Kara me lance un regard plein de sous-entendus et tourne les talons en vociférant des choses incompréhensibles. Sûrement à mon propos. Tobias se retourne sur moi et m'adresse un sourire désolé.

_ Je suis navré pour ça, dit-il en visant ma joue.

_ Ce n'est rien, le rassuré-je. Je survivrai à Kara.

Tobias me sourit et m'aide à me relever. Il me demande de le suivre. Dès qu'il prononce le prénom de Tania, la plaie dans ma poitrine se rouvre un peu plus. Mes yeux deviennent soudainement tristes.

Il m'explique que l'on a préparé un endroit où elle reposera. Je prends mes affaires et lui dis que je le rejoins en bas plus tard.

Une fois seule dans la chambre, je regarde autour de moi et remarque une chose. Le vide. C'est vide. Autour et en moi. Un blanc dans mon cœur s'immisce sans permission. Mais sans rejet non plus.

Elle est partie. Il faut que je fasse avec. Je lui dois bien ça. Elle n'aurait pas aimé que je devienne une épave, je pense.

Je me change rapidement et baisse mon regard à ma montre. Son cadran rompu m'indique qu'il est près de dix-sept heures. J'ai dormis longtemps, d'ailleurs.

Je me tourne furtivement vers le miroir et remarque mon teint sale et tâché de sang. Son sang. Je frotte mon visage aussi fort que je le peux pour effacer les traces de sang séché, pour au final être toute rouge.

La fraîcheur d'un objet qui se plaque contre ma poitrine retient mon attention. Je baisse la tête et repère la chaîne du collier que Tania m'a donné, il y a à peine quelques jours. Je le retire et entoure ma main de la chaine pour que le cercle qui renferme l'arbre se pose droit sur le dessous de mes doigts. Les reflets sur la dorure du fer me rappellent à quel point elle était joyeuse et rayonnante. Enfantine. Innocente et fragile.

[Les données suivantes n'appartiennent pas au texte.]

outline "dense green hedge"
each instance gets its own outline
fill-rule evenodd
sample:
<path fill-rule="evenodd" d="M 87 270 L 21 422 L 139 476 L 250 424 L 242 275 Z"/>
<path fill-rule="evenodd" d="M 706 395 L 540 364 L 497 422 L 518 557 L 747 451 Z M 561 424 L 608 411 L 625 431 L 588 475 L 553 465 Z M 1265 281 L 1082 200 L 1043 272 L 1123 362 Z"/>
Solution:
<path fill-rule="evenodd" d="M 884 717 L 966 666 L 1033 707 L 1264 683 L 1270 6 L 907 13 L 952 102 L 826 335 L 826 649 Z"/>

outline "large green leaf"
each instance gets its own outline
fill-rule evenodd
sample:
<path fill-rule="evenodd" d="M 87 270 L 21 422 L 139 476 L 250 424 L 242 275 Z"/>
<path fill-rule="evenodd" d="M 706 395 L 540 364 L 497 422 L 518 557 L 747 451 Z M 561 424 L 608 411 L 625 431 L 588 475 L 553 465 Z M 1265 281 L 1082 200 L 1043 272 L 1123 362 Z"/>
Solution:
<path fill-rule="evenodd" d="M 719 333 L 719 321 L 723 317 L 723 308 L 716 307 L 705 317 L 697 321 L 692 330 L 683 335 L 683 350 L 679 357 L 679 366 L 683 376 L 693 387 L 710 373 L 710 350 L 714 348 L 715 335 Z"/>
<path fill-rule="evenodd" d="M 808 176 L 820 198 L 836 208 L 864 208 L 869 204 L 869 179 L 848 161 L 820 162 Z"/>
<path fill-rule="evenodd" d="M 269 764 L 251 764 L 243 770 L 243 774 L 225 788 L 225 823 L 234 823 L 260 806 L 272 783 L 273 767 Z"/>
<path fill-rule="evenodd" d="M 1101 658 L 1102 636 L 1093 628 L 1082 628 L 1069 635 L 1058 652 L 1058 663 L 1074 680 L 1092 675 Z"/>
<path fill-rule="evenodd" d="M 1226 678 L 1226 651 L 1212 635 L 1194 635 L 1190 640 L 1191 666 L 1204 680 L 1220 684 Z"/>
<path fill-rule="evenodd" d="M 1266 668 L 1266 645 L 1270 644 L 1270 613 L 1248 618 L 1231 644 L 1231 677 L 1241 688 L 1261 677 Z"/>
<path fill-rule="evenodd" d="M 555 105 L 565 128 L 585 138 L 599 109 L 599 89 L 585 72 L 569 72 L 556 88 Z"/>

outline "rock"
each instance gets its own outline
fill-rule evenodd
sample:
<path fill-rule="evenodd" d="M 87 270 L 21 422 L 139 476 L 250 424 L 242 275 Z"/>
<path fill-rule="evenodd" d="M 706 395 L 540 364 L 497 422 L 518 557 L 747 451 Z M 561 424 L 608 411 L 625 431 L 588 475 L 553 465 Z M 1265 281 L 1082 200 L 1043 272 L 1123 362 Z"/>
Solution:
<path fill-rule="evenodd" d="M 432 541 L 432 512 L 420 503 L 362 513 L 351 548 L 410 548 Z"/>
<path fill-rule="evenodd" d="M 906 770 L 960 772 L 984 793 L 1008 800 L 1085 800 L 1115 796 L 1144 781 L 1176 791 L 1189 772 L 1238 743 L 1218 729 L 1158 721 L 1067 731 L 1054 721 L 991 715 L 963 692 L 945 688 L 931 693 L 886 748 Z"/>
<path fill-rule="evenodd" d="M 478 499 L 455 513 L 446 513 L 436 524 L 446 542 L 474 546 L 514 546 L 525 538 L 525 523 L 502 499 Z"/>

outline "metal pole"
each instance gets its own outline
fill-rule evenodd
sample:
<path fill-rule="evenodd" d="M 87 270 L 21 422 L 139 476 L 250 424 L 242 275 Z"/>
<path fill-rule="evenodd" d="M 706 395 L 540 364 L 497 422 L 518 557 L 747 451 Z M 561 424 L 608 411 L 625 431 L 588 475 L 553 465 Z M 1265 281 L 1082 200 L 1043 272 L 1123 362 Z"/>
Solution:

En si peu de temps, je me suis attachée à la seule personne qui comptait pour moi. Et elle est partie aussitôt qu'elle est arrivée dans ma vie. En un coup de vent, traversant un rideau et découvrant sa jeunesse aussi fraîche qu'une fleur émergeant de la terre. En début d'un printemps ensoleillé et chaud. Si belle et si sauvage. Si inébranlable. Et si touchante que même si on se piquait avec les épines de la tige, on en sourirait quand même.

Tania était une fleur de printemps. Aussi imprévisible et douce. Elle restera au creux de ma main, et de mon cœur.

Je remets le médaillon en place et le serre une dernière fois dans la paume de ma main avant de le jeter dans le vide sous mon débardeur. Je sors enfin de la chambre et rejoins Tobias.

_ Tu voudras dire quelques paroles ?

Je n'avais pas pensé que dire un discours aux funérailles de Tania serait une priorité. Je ne suis pas forte dans les bonnes paroles. Demandez à Kasey ou Kara, ils ne vous diront pas le contraire. Je fais non de la tête.

_ Tu voudras quand même faire quelque chose ?, me demande mon ami.

Je réfléchis un peu et pointe mon index vers le haut, lui demandant d'attendre. Je remonte vite dans ma chambre et saisis mon sac de munitions. J'en saisis quelques-unes puis mon cœur chauffe encore un peu. Je décide d'en prendre six. Une pour chaque jour que j'ai passé avec Tania. Une pour chaque jour où j'ai eu la chance de la côtoyer.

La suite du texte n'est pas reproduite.